ANALYSIS : Existing federal law:
1.Establishes procedures to prevent the introduction,
transmission, and spread of communicable diseases by
human cells, tissues, and cellular and tissue-based
products (HCT/Ps).
2.Defines HCT/Ps as articles containing or consisting of
human cells or tissues that are intended for
implantation, transplantation, infusion, or transfer into
a human recipient, including semen or other reproductive
tissue.
3.Requires a donor-eligibility determination, based on
donor screening and testing for relevant communicable
disease agents and diseases, for all donors of cells and
tissues used in HCT/Ps, and prohibits the implantation,
transplantation, infusion, or transfer of HCT/Ps until
the donor has been determined to be eligible, with
specified exemptions.
4.Requires, before the completion of a donor-eligibility
determination:
A. Screening a donor's medical records for specified
risk factors for, and clinical evidence of, relevant
communicable disease agents and diseases;
B. Keeping semen from anonymous donors quarantined for
at least six months after the date of donation.

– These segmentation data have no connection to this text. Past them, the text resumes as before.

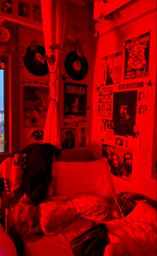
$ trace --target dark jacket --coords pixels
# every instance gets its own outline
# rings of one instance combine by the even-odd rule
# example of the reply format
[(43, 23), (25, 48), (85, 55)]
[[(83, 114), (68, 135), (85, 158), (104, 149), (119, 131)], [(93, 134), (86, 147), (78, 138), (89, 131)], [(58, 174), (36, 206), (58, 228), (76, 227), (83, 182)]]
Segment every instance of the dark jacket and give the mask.
[(19, 152), (26, 153), (21, 189), (35, 205), (42, 203), (47, 195), (53, 155), (59, 155), (61, 152), (61, 149), (50, 143), (31, 144)]

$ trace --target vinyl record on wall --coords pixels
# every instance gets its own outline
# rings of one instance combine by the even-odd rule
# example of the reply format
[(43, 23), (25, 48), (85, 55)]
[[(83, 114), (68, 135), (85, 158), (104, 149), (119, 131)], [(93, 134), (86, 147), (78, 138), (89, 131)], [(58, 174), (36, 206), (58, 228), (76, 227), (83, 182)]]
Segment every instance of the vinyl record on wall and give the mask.
[(65, 67), (69, 77), (78, 81), (86, 77), (88, 63), (85, 56), (81, 58), (78, 56), (75, 51), (72, 51), (66, 56)]
[(26, 54), (23, 57), (23, 62), (25, 67), (31, 74), (43, 76), (49, 73), (47, 61), (43, 59), (45, 54), (45, 49), (42, 45), (38, 45), (33, 47), (31, 44), (27, 48)]

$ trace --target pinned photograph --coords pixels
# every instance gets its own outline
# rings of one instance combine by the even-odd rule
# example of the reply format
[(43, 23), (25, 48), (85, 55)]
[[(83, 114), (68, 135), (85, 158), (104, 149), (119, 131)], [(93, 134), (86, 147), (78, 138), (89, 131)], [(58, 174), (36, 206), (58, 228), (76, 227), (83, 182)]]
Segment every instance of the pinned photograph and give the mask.
[(43, 141), (43, 130), (35, 130), (31, 133), (30, 139), (34, 139), (35, 141)]
[(49, 105), (49, 89), (23, 87), (23, 127), (43, 127)]
[(138, 108), (138, 113), (144, 115), (147, 113), (147, 106), (146, 105), (140, 105)]
[(19, 15), (25, 18), (29, 18), (29, 5), (27, 3), (19, 2)]
[(33, 5), (33, 17), (35, 21), (42, 21), (41, 9), (40, 5)]
[(61, 129), (61, 146), (63, 149), (74, 149), (75, 145), (75, 129)]
[(84, 127), (80, 128), (79, 137), (80, 137), (79, 147), (85, 147), (85, 145), (86, 145), (86, 129)]
[(128, 181), (132, 180), (132, 151), (102, 144), (102, 156), (107, 158), (111, 173)]
[(3, 0), (1, 6), (1, 11), (12, 13), (12, 0)]

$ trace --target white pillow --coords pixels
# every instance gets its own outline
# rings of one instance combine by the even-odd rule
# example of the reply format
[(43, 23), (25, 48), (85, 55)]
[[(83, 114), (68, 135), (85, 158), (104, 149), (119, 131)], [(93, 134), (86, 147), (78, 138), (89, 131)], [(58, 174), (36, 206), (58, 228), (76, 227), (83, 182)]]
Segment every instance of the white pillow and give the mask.
[(114, 195), (114, 187), (106, 159), (89, 162), (54, 161), (53, 184), (55, 195), (94, 193)]

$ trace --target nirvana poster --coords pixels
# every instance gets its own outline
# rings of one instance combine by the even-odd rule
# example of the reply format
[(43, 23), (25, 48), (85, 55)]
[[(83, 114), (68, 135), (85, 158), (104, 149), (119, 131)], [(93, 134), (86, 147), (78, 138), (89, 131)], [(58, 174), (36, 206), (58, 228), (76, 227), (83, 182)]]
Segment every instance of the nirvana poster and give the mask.
[(86, 85), (65, 83), (64, 120), (67, 123), (86, 122)]
[(113, 120), (114, 134), (134, 135), (136, 121), (137, 91), (114, 93)]
[(122, 52), (104, 56), (102, 59), (101, 69), (104, 85), (120, 83)]
[(124, 42), (124, 79), (148, 75), (150, 32)]

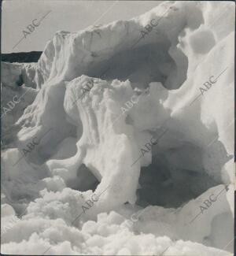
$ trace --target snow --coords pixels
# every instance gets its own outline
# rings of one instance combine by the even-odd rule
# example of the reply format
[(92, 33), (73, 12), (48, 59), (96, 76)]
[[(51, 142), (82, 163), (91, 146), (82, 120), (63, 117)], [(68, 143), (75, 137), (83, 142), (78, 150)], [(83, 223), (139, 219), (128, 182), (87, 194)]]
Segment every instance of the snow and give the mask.
[(3, 106), (25, 94), (2, 117), (2, 253), (233, 251), (233, 8), (164, 2), (2, 65)]

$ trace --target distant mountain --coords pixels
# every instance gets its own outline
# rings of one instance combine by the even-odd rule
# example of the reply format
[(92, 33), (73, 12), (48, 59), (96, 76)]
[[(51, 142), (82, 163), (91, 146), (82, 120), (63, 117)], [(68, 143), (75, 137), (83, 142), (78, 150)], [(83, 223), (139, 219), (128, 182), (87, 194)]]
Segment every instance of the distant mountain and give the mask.
[(42, 51), (31, 51), (28, 53), (13, 53), (1, 54), (1, 61), (6, 62), (37, 62)]

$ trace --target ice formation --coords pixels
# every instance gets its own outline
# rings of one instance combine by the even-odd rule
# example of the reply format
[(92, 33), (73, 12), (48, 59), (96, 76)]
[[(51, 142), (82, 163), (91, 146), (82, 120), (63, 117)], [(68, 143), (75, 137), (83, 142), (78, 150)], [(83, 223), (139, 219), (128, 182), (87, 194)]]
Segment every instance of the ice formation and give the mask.
[(234, 22), (164, 2), (2, 63), (2, 253), (232, 252)]

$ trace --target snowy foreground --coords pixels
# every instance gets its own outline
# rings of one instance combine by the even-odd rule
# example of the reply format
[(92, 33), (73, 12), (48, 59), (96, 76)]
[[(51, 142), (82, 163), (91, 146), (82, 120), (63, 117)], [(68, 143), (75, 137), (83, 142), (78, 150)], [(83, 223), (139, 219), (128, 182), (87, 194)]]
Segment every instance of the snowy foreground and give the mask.
[(234, 24), (166, 2), (2, 63), (1, 252), (232, 254)]

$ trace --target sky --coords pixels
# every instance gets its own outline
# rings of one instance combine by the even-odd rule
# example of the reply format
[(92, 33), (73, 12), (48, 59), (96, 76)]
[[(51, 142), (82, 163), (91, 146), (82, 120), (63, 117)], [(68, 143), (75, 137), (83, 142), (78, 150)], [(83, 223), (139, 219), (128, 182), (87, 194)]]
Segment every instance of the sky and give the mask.
[[(2, 4), (2, 53), (41, 51), (57, 31), (77, 32), (92, 24), (131, 19), (160, 2), (6, 0)], [(32, 23), (38, 26), (33, 27)], [(27, 28), (29, 25), (31, 32)]]

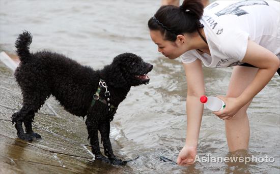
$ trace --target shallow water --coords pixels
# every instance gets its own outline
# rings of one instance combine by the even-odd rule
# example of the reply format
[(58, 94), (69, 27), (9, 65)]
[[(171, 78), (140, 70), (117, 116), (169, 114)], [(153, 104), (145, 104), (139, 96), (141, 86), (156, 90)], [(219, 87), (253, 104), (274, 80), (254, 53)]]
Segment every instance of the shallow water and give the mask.
[[(68, 117), (66, 114), (55, 114), (55, 112), (48, 111), (47, 108), (49, 107), (45, 105), (45, 110), (40, 112), (43, 115), (50, 115), (51, 119), (48, 116), (38, 117), (40, 118), (35, 123), (42, 132), (42, 140), (31, 144), (15, 141), (16, 132), (13, 127), (2, 126), (1, 146), (5, 148), (1, 149), (1, 164), (6, 164), (2, 166), (9, 169), (9, 165), (15, 166), (11, 171), (25, 173), (38, 173), (48, 168), (51, 172), (69, 173), (69, 170), (63, 169), (64, 165), (73, 165), (72, 172), (80, 173), (91, 171), (279, 173), (280, 78), (277, 76), (252, 102), (248, 110), (251, 129), (249, 150), (247, 152), (238, 152), (241, 156), (273, 157), (273, 163), (245, 165), (197, 162), (192, 166), (182, 167), (159, 161), (160, 156), (176, 160), (184, 144), (187, 92), (184, 70), (179, 60), (170, 60), (161, 55), (149, 37), (147, 23), (160, 3), (158, 1), (1, 2), (1, 50), (14, 54), (14, 42), (18, 34), (25, 29), (33, 35), (32, 51), (51, 50), (95, 69), (101, 68), (110, 63), (115, 56), (126, 52), (139, 55), (154, 65), (153, 70), (149, 74), (150, 83), (131, 89), (112, 122), (110, 137), (115, 140), (113, 146), (116, 154), (123, 159), (139, 156), (138, 159), (121, 167), (91, 162), (92, 157), (81, 145), (88, 144), (82, 119), (71, 115)], [(231, 68), (204, 68), (207, 94), (225, 95), (231, 71)], [(7, 91), (2, 86), (1, 92)], [(20, 100), (18, 88), (8, 89), (17, 91), (12, 98)], [(4, 95), (2, 93), (2, 111), (6, 108), (3, 106), (20, 108), (20, 103), (3, 98)], [(53, 103), (50, 105), (53, 110), (60, 111)], [(9, 112), (11, 110), (7, 111), (8, 114)], [(1, 117), (7, 112), (2, 111)], [(68, 124), (53, 124), (52, 119), (60, 120), (59, 123), (67, 121)], [(2, 123), (2, 126), (6, 125), (6, 122), (2, 120), (2, 123)], [(53, 158), (62, 159), (54, 160), (55, 166), (31, 163), (24, 155), (33, 148), (39, 148), (48, 151), (42, 153), (44, 154), (42, 157), (44, 160)], [(23, 153), (14, 152), (18, 151)], [(61, 154), (55, 155), (58, 152)], [(207, 110), (203, 118), (198, 153), (200, 156), (230, 155), (223, 121)], [(13, 158), (20, 160), (15, 161)], [(32, 160), (40, 159), (36, 158), (35, 154)], [(63, 164), (59, 161), (63, 161)], [(31, 169), (34, 166), (39, 169)]]

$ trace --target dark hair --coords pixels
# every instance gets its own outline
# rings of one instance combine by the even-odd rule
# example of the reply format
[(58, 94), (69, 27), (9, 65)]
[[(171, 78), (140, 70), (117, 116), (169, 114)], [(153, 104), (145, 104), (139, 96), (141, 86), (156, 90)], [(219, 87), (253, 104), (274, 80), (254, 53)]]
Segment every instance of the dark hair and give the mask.
[(165, 40), (175, 41), (177, 36), (193, 33), (203, 27), (199, 20), (203, 14), (200, 0), (184, 0), (180, 7), (161, 6), (148, 22), (150, 30), (160, 31)]

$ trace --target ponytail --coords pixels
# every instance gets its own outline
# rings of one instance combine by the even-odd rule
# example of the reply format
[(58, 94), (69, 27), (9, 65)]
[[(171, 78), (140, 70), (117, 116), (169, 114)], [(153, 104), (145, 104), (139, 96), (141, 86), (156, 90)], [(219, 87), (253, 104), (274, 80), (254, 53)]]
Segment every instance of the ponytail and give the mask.
[(200, 0), (184, 0), (180, 7), (161, 6), (148, 22), (151, 30), (159, 30), (165, 40), (175, 41), (177, 36), (191, 33), (203, 27), (199, 21), (203, 15)]

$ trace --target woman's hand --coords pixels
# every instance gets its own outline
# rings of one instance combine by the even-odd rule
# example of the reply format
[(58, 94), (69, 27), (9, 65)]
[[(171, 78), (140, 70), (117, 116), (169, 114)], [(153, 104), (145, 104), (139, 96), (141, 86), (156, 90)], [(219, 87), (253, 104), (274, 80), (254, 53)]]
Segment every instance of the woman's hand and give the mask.
[(180, 165), (192, 164), (194, 162), (196, 155), (196, 147), (185, 146), (179, 154), (177, 164)]
[(222, 120), (230, 119), (244, 106), (238, 98), (226, 97), (218, 96), (226, 103), (226, 107), (221, 111), (213, 112), (213, 113)]

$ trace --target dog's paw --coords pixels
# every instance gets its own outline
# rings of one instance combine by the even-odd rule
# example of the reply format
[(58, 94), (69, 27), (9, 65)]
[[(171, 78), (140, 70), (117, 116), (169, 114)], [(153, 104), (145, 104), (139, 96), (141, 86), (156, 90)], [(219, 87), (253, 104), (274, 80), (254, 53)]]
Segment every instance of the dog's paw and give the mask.
[(100, 160), (106, 163), (110, 163), (110, 160), (104, 156), (96, 156), (95, 159)]
[(114, 157), (113, 158), (110, 158), (109, 159), (110, 163), (112, 164), (118, 165), (124, 165), (127, 162), (125, 161), (123, 161), (121, 159)]
[(42, 138), (42, 137), (40, 135), (39, 135), (39, 134), (37, 133), (35, 133), (35, 132), (32, 132), (31, 133), (28, 133), (29, 135), (30, 135), (30, 136), (32, 136), (34, 138), (39, 138), (39, 139), (41, 139)]
[(32, 141), (33, 140), (33, 137), (29, 134), (20, 134), (18, 135), (18, 137), (19, 138), (20, 138), (21, 140), (26, 140), (30, 142), (32, 142)]

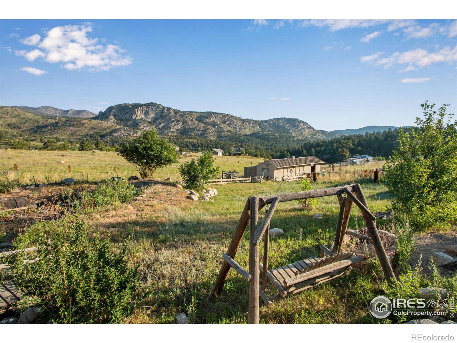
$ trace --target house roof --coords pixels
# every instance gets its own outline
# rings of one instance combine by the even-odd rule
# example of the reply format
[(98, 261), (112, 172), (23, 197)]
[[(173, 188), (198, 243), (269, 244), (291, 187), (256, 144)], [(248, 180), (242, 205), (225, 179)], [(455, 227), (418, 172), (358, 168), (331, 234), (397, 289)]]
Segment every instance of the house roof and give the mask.
[(272, 164), (273, 166), (276, 166), (278, 168), (292, 166), (303, 166), (306, 164), (325, 163), (315, 156), (308, 156), (306, 157), (297, 157), (297, 158), (280, 158), (276, 160), (269, 160), (267, 161), (265, 161), (264, 163), (267, 162), (270, 164)]
[(373, 156), (370, 155), (357, 155), (352, 157), (354, 158), (373, 158)]

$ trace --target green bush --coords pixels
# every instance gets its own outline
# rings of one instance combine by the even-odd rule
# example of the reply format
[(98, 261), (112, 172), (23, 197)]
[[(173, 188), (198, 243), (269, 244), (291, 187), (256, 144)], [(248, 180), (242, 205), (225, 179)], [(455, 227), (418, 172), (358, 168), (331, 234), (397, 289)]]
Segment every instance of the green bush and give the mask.
[(21, 149), (25, 150), (28, 146), (28, 144), (24, 139), (21, 138), (17, 140), (13, 140), (11, 142), (11, 148), (12, 149)]
[(201, 189), (205, 182), (219, 173), (219, 166), (214, 166), (213, 154), (205, 151), (197, 161), (191, 159), (179, 167), (179, 172), (184, 185), (192, 189)]
[(19, 179), (11, 180), (6, 175), (0, 174), (0, 193), (9, 193), (19, 185)]
[(158, 168), (178, 161), (175, 149), (168, 139), (160, 138), (154, 129), (122, 143), (117, 151), (128, 162), (136, 165), (140, 177), (143, 179), (152, 177)]
[(457, 122), (446, 105), (438, 112), (435, 104), (421, 106), (424, 118), (416, 118), (417, 127), (400, 129), (383, 180), (394, 209), (414, 227), (449, 226), (457, 221)]
[[(119, 322), (131, 314), (138, 273), (128, 265), (128, 241), (117, 252), (109, 239), (90, 240), (82, 222), (48, 225), (57, 232), (49, 239), (39, 229), (33, 239), (37, 251), (9, 259), (10, 276), (22, 294), (55, 323)], [(18, 242), (31, 238), (21, 238)], [(40, 259), (22, 263), (34, 258)]]
[(97, 186), (95, 190), (80, 191), (77, 195), (77, 208), (84, 209), (102, 206), (113, 202), (127, 203), (137, 196), (138, 191), (127, 181), (107, 179)]

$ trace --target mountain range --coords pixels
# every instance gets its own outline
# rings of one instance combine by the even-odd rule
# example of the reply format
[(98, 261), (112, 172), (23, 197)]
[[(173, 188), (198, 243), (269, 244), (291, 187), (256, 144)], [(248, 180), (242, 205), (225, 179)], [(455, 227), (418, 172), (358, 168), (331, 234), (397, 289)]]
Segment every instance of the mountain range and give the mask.
[(155, 128), (160, 134), (205, 139), (242, 137), (271, 140), (275, 137), (295, 140), (326, 139), (345, 134), (394, 129), (394, 126), (366, 126), (328, 131), (317, 130), (296, 118), (265, 120), (245, 119), (213, 112), (181, 111), (155, 102), (123, 103), (110, 106), (98, 114), (86, 110), (62, 110), (51, 106), (0, 107), (4, 131), (16, 135), (89, 136), (128, 138), (140, 130)]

Defines quarantine as the storage or identification of
an HCT/P, to prevent improper release, in a physically
separate area clearly identified for such use, or
through other procedures, such as automated
designation; and
C. Retesting of anonymous semen donors by collecting a
new specimen from the donor and testing it for
evidence of infection due to HIV, HBV and HCV,
syphilis, and HTLV.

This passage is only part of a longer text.